Back in 2012 Devo Spice started a project called Ridiculous Raps where he asked his fans for suggestions for ridiculous topics and then picked one and produced it.  This album contains four of the most ridiculous songs from this project. "Shaving Desires" was suggested by TV's Kyle, creator of Cartoon Network's Mighty Magiswords.  "CUPCAKES!" was suggested by fellow FuMP artist Carrie Dahlby.  "Ear Dogs" was suggested by another fellow FuMP artist Insane Ian.  And "In an I-HOP" was suggested by nerdcore rapper MC Ohm-I.

The Most Inside of Jokes

Among his other responsibilities Devo Spice handles scheduling for songs at The FuMP.  One week, while sending out an email to the artists who had songs coming up, he was asking each artist if they would be ready with their songs.  He asked Insane Ian "Ian, are you good?" Then asked TV's Kyle "Kyle, are you Ian?" He caught the mistake right away but decided to let it go because he was feeling silly and was curious if anyone actually read these emails anyway.  Kyle and Ian both did, and decided to take the gaffe and turn it into a Freaky Friday-like song about switching bodies. Then Shoebox of Worm Quartet suggested he and Devo parody that song and make it about them, as their lives share so many similarities.  It was too stupid an idea to pass up, and "Devo Are You Shoebox?" was later nominated for a Logan Award.

Covering a Cartoon

If there's one thing that Devo Spice hates it's when people who have no business rapping try to do so.  Usually this happens in TV commercials and on kids' cartoons. So when Devo was watching Phineas and Ferb with his kids one day and heard the unmistakable sound of child-friendly hip hop beats beginning he cringed and prepared for the inevitable "I'm so-and-so and I'm here to say."  However, Devo was pleasantly surprised to find that not only was the song (which was performed by Dr. Doofenshmirtz) funny, it was well done. So Devo decided to perform it at the Dementia Smackdown at MarsCon later that year, where comedy artists get on stage and perform covers of other people's songs.  A video of that performance made its way to YouTube where Dan Povenmire—creator of Phineas and Ferb—saw it and commented that he loved it.

Parodying the News

One of the many, many ideas that Devo Spice has come up with was to do a weekly segment where he would see what was new in the world of hip hop, pick a story about an artist, and then parody one of that artist's songs about the story.  The first song from this project came about when Tone Loc was arrested for punching his ex-girlfriend and mother of his child (ie. "baby mama").

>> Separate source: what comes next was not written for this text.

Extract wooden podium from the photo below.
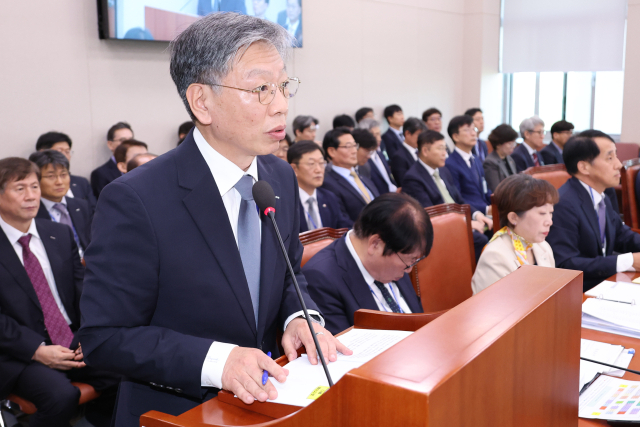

The project was abandoned after Devo realized that there weren't enough interesting stories or songs to parody to do one of these too often, but "Tone Loc Gets Arrested for Domestic Battery" survives to be featured on this album.

The Piratz Tavern

This song is a true story and was a commissioned piece by one of the regulars of the establishment.  While the bar had its problems, what was presented on the infamous episode of Bar Rescue was mostly staged for television with a lot of exaggerations, a few outright lies, and very little done to actually help the bar.  The auto-bar they installed was illegal. Much of the renovations that were done were just set pieces that weren't practical in a functioning environment. The mob of patrons who showed up to their cold opening were extras who answered a casting call.  And after the staff showed they could handle the rush the patrons were told to act roudier and complain to make for better television. After the episode aired—and the bar subsequently returned to the pirate theme, mostly to fulfill their end of a preexisting contract—the bar was inundated with harassing phone calls and letters.  Eventually the bar returned for a second appearance on Bar Rescue and then closed for good. Tracy and her husband Juciano moved to Florida and now run a new establishment called Bar Refuge.